To run it, copy that into Maxima, change the values of n, l, dia, W, V[0] to your harts contempt, and press shift+return, et voila! (if it fails to come with a solution, it's because it's impossible to solve  :-DD )

If you have any fun reading this, or find that I'm a complete math disabled, please tell me :) Also, if you have a better solution (or in case this is just b*****t, a working one) please share!

IanB:

--- Quote from: mainakae on May 29, 2013, 12:00:18 pm ---The problem is to find the voltage drops along a dc power line, in which a number of devices are connected in series at different points in the line. All those devices are equipped with switching regulators, they can be feed at a quite range of voltages, and will consume different currents depending on the voltage at its input. Although it's not completely precise, I've modeled those devices as constant power devices, thus the current consumption will be a quotient between wats and volts. I've also considered a constant distance between devices, and the same power need for all of them. The line will be copper wire with a constant diameter all along.
--- End quote ---

A schematic diagram of the system would help to understand what you are trying to do here. I can't immediately make sense of it, and a diagram helps to clarify the thoughts both of the writer and of the reader before attempting to put down equations.

The most significant problem I have is that you describe "a number of devices connected in series", and yet you say "all these devices will consume different currents". This is, of course, impossible.

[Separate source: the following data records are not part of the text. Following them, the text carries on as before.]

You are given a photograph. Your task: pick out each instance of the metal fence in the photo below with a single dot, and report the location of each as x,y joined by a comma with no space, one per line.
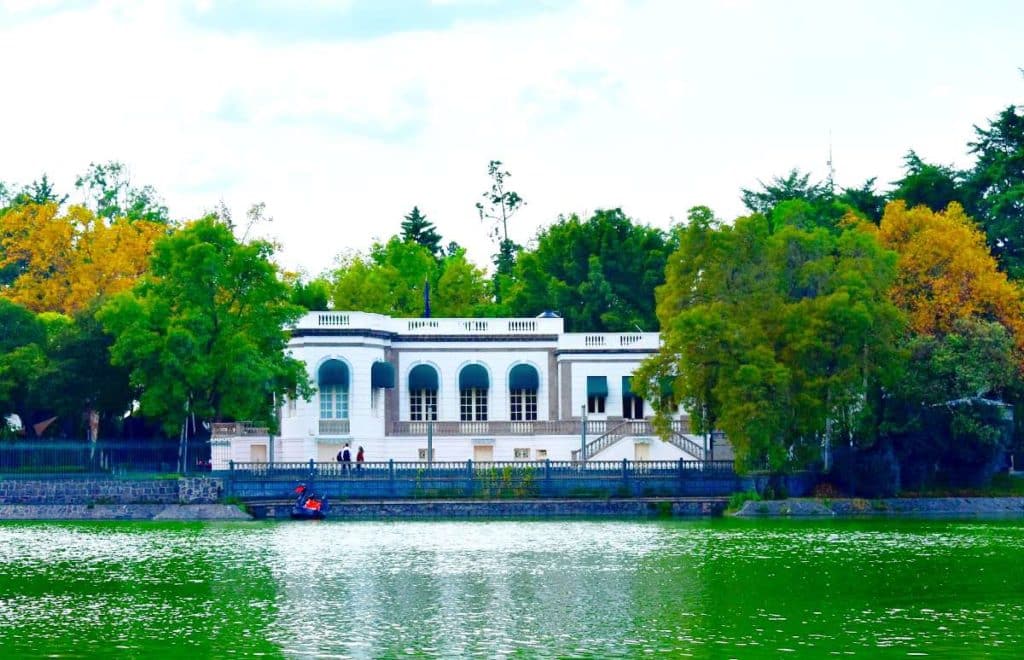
479,479
71,458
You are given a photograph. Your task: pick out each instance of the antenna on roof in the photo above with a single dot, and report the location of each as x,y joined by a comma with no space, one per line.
830,178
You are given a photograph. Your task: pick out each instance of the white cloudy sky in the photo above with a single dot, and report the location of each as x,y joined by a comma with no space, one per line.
341,116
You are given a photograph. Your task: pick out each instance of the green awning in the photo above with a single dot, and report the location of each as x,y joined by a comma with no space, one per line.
473,376
333,372
423,377
523,377
382,375
597,386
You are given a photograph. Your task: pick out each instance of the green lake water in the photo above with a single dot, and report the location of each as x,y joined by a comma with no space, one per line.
710,588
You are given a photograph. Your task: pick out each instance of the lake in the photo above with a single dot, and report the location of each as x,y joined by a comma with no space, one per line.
716,588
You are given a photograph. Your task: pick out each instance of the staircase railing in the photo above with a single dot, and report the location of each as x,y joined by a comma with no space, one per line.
602,442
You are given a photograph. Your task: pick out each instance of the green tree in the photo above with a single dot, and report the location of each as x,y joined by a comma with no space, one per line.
418,229
996,183
498,208
935,186
313,295
865,201
204,333
600,273
776,337
111,194
23,360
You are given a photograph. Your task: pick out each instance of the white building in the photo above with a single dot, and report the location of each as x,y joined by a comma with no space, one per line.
486,389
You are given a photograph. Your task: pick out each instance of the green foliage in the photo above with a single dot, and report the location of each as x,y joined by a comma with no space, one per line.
498,208
204,333
935,186
417,228
996,185
776,336
110,194
600,273
393,277
311,296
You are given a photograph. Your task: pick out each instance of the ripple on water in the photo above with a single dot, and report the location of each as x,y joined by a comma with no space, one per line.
514,588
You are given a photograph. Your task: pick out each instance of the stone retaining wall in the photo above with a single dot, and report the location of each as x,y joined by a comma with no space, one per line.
455,509
849,508
186,490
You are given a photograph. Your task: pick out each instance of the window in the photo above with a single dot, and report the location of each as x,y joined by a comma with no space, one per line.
334,402
473,405
523,405
632,404
523,383
473,385
423,393
423,405
333,385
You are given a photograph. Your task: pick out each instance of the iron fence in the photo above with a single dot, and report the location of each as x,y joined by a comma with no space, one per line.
71,458
394,479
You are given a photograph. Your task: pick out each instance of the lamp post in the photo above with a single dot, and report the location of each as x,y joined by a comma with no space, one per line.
583,433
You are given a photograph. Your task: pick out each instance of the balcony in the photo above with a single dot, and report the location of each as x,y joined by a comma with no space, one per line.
608,341
334,428
429,326
541,427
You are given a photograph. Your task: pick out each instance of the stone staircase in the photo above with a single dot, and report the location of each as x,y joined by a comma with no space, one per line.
641,428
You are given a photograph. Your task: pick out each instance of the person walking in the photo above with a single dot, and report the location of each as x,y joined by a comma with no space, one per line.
346,458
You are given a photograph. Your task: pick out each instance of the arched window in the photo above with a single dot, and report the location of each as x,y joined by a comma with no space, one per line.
423,393
333,384
473,385
522,393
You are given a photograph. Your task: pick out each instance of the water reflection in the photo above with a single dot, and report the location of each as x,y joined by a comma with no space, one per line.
542,588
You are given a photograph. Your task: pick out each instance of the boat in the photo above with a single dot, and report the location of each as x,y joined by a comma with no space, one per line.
309,504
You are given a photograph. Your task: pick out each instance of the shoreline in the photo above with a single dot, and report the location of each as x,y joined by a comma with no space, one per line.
888,507
681,508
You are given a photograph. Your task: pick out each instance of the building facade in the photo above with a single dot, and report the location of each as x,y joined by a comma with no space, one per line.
481,389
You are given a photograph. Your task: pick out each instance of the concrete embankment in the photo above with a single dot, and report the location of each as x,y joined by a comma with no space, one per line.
122,512
460,509
909,507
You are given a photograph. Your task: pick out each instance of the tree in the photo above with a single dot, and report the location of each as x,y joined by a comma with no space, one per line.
935,186
392,279
776,337
865,201
945,271
67,263
108,187
23,358
418,229
996,185
794,185
499,206
205,332
600,273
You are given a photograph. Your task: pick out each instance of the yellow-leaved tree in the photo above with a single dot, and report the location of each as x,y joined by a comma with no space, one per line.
945,272
65,263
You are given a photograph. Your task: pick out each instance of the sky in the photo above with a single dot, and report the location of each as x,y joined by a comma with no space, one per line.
340,116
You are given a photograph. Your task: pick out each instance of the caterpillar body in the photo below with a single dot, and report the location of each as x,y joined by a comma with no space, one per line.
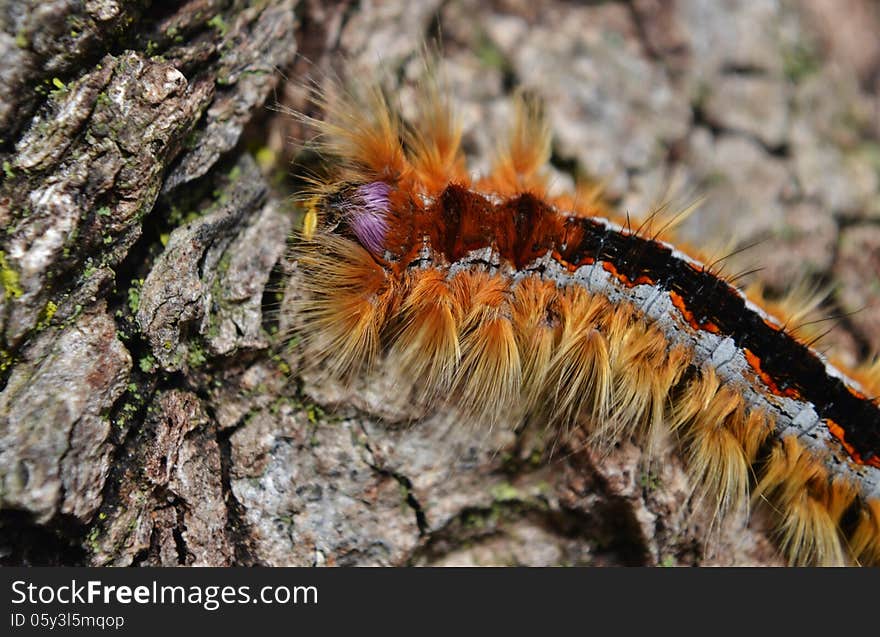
517,306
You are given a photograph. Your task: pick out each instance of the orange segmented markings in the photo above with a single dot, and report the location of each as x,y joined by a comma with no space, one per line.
755,363
838,432
679,303
855,392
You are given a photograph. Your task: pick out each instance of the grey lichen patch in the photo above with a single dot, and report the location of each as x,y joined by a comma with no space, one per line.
310,495
54,430
172,486
50,40
83,150
211,276
245,76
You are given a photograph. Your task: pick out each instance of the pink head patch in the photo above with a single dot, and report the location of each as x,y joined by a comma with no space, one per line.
368,216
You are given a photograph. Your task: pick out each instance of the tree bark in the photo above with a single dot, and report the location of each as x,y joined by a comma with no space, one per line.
149,412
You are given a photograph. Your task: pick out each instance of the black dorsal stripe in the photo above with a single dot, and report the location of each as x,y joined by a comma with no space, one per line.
787,361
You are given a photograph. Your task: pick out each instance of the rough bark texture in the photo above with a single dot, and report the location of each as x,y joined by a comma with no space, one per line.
146,414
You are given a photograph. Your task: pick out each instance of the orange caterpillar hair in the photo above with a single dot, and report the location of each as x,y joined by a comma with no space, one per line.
517,306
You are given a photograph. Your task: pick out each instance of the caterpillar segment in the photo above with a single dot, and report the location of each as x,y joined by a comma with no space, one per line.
512,305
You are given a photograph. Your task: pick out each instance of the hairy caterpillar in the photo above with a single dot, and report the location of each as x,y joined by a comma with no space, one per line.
517,306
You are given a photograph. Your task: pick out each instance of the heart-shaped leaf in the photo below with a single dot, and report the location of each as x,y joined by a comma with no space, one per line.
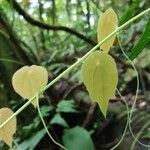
100,78
29,80
108,22
7,132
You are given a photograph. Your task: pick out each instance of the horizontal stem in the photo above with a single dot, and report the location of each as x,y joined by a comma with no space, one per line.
75,64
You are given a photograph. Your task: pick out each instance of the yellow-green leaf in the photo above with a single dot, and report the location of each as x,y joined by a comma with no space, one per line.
7,132
100,78
108,22
29,80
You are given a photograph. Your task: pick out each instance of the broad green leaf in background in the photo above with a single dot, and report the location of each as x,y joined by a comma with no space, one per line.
107,23
142,43
29,80
67,106
130,11
57,119
77,138
100,78
7,132
31,143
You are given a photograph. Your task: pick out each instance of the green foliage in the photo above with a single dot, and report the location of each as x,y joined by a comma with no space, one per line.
66,106
142,42
77,138
57,119
31,142
100,77
130,11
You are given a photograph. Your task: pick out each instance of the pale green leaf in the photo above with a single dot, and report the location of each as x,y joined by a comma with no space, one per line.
100,78
29,80
108,22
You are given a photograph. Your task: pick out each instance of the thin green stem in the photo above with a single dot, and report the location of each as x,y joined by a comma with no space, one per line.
16,144
135,98
127,122
77,63
46,129
139,134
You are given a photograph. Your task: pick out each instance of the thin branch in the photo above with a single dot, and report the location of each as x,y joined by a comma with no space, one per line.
46,26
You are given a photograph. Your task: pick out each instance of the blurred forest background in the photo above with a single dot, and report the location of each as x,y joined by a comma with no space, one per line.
54,34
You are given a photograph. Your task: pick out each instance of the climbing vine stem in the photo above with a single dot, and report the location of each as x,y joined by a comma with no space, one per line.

If two or more devices are connected in series then all of them will be passing the same current, by definition. If you do not write equations that satisfy this constraint then your equations cannot be correct.

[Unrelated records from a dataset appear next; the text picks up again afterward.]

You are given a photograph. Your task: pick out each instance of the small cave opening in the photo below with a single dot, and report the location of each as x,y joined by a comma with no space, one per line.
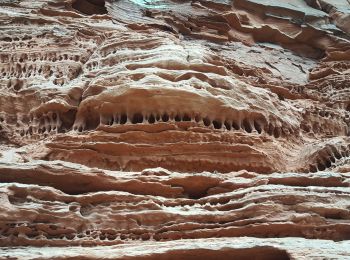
90,7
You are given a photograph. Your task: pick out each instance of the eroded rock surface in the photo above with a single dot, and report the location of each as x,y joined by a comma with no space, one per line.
174,129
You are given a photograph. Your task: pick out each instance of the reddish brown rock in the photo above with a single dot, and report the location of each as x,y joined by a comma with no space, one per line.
174,130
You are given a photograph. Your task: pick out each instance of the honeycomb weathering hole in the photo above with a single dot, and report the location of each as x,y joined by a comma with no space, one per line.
90,7
262,253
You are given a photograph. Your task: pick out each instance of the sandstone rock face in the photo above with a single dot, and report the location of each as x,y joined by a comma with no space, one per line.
163,129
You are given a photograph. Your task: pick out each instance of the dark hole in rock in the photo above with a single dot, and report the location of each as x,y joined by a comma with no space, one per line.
313,168
151,119
276,133
137,118
321,167
257,127
206,121
258,252
90,7
246,126
228,125
165,117
186,117
328,163
217,124
123,119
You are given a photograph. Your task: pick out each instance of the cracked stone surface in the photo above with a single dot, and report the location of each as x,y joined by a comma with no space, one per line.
163,129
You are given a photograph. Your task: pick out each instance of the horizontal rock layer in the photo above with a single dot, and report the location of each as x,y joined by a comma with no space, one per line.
167,130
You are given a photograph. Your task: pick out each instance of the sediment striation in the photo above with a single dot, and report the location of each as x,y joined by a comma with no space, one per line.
165,129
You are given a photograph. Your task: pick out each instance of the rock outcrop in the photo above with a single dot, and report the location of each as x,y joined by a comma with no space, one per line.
165,129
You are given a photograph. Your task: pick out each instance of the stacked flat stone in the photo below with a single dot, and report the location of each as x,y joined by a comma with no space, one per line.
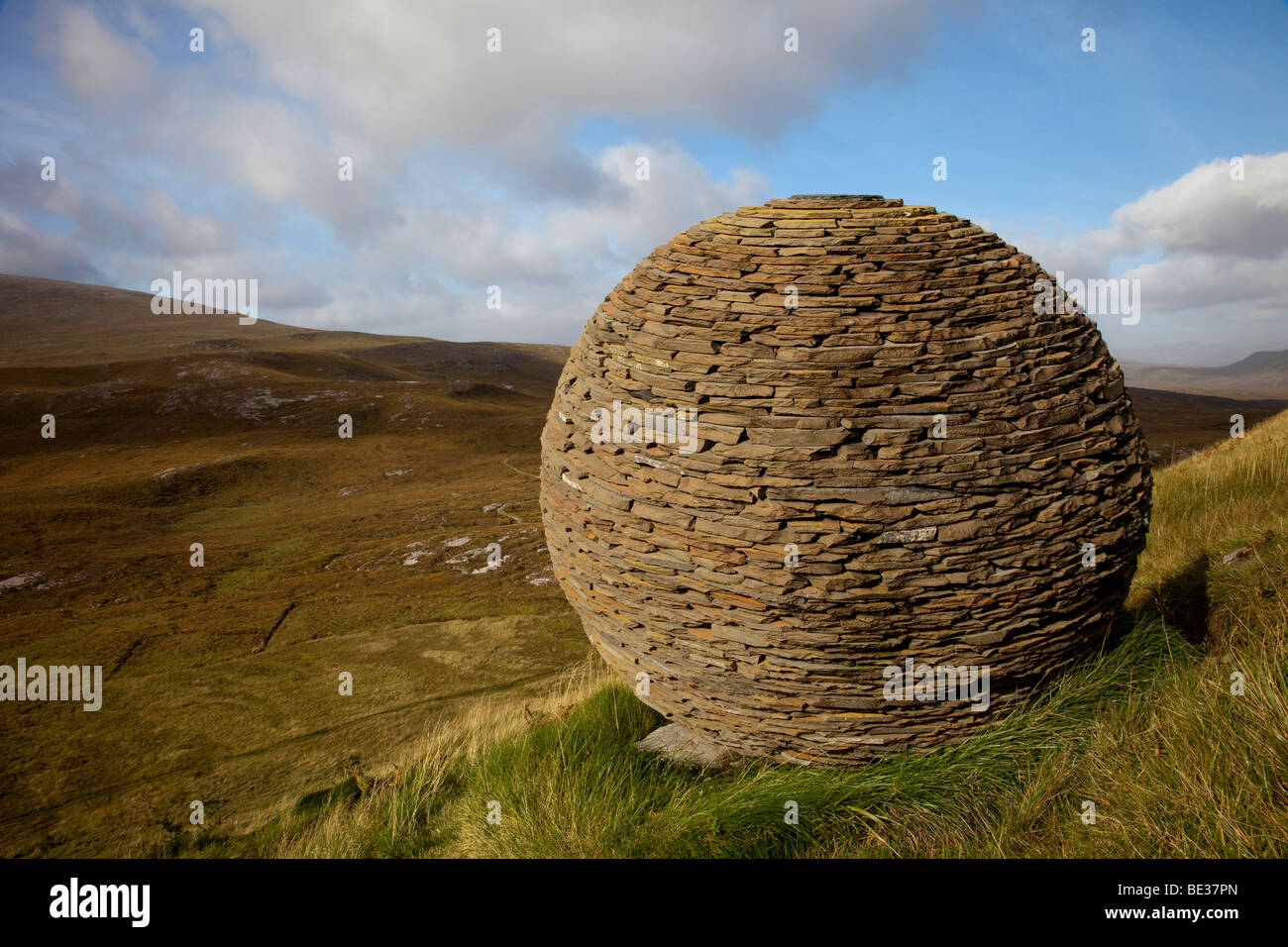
816,427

If each of the devices has a different power consumption, then each will have a voltage drop proportional to the power consumed, where

Vdrop = I x Preq

in which Vdrop is the voltage drop of the device, I is the current in the circuit and Preq is the power requirement of the device.

For this to work, each of the devices will need to be designed as constant current, variable voltage input devices. I think in general this is quite a rare and unusual design. Most all electronic devices are designed as fixed voltage, variable current loads. Certainly any standard switching regulator is designed this way (with an expectation of varying current draw at a given supply voltage).

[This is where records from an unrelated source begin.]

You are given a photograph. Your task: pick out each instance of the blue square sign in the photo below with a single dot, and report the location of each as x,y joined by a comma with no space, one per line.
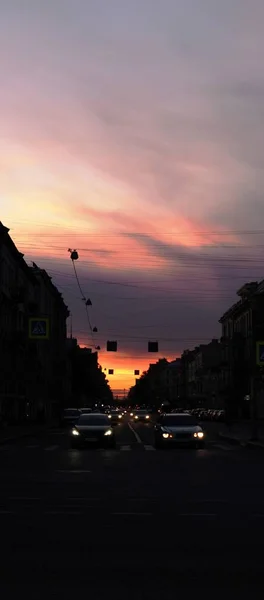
260,353
39,328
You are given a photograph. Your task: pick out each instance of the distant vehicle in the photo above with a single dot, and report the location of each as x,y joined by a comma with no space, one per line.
141,415
93,429
85,411
172,429
70,416
115,416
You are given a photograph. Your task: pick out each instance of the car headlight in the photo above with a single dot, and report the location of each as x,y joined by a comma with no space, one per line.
199,434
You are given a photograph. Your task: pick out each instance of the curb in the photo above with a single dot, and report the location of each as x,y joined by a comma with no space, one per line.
237,442
18,436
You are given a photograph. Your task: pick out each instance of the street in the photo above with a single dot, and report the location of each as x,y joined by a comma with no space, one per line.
133,522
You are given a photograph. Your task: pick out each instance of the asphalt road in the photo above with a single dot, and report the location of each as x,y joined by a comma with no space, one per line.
132,522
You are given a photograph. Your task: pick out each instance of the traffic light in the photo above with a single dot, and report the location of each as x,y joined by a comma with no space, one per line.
111,346
153,347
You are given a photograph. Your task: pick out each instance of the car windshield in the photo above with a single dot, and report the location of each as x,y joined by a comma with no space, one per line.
93,420
179,420
71,413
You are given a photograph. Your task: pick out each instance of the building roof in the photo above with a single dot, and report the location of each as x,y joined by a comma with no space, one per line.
245,292
42,274
17,255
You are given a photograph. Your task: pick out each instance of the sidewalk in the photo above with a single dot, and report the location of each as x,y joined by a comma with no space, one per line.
14,432
241,434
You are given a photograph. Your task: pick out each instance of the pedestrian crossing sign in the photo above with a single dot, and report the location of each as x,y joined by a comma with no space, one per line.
39,328
260,353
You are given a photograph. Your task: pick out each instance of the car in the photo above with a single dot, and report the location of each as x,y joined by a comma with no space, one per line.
180,428
115,416
93,429
141,415
69,416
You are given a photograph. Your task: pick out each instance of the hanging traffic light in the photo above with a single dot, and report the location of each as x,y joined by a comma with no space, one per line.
111,346
74,254
153,347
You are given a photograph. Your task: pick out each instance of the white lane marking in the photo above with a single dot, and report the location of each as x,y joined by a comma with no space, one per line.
197,515
15,498
61,512
7,512
132,514
222,447
139,441
73,471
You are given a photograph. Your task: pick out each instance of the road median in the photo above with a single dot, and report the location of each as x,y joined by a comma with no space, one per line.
238,441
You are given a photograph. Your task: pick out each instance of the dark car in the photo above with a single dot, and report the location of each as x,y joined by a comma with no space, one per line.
93,429
141,415
69,416
178,429
115,416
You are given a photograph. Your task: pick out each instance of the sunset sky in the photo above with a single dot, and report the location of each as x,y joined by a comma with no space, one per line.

So in summary, you cannot connect things in series like this. You need instead a two wire power feed (out and return), and you must connect your devices in parallel between the two wires. If you diagram this out, you will see the algebra for the voltage drop along the line becomes quite simple.

mainakae:
Sorry IanB, you are absolutely right, thanks for pointing that out. I wanted to say in parallel, but messed myself in the translation.

I've tried to represent the problem with this schematic:

IanB:
Ah, in which case it becomes a fascinating problem.

You can simplify the analysis by moving all the resistances to the V+ rail and considering V- as a common 0 V reference node. This means all your R values in the top rail will become 2R.

You then will have a problem you can solve by nodal analysis by doing a current balance around each V+ node and using Ohm's law to define the voltage drop across each resistance.

For the current in the loads you can do what you proposed and assume P = VI so that I = P/V.

If you do this you should get a set of linear simultaneous equations to solve. If all the R and P values are equal then the solution may indeed simplify down to a simpler expression. I have not done the working to compare with your result, but now you have me intrigued, so I dare say I will work it out at some point.

croberts:
I've always modeled my LED lights as constant power loads when designing the distribution of DC power from my battery bank. The LED drivers are designed to deliver a constant current of 1.1A over a DC input voltage range of 8V to 16V so for a given LED voltage drop of about 12V and a given driver efficiency the input power should be more or less constant. While the efficiency of the driver, temperature, etc. can all have an effect on the power demanded by the load, I think in cases like this the constant power load model is OK.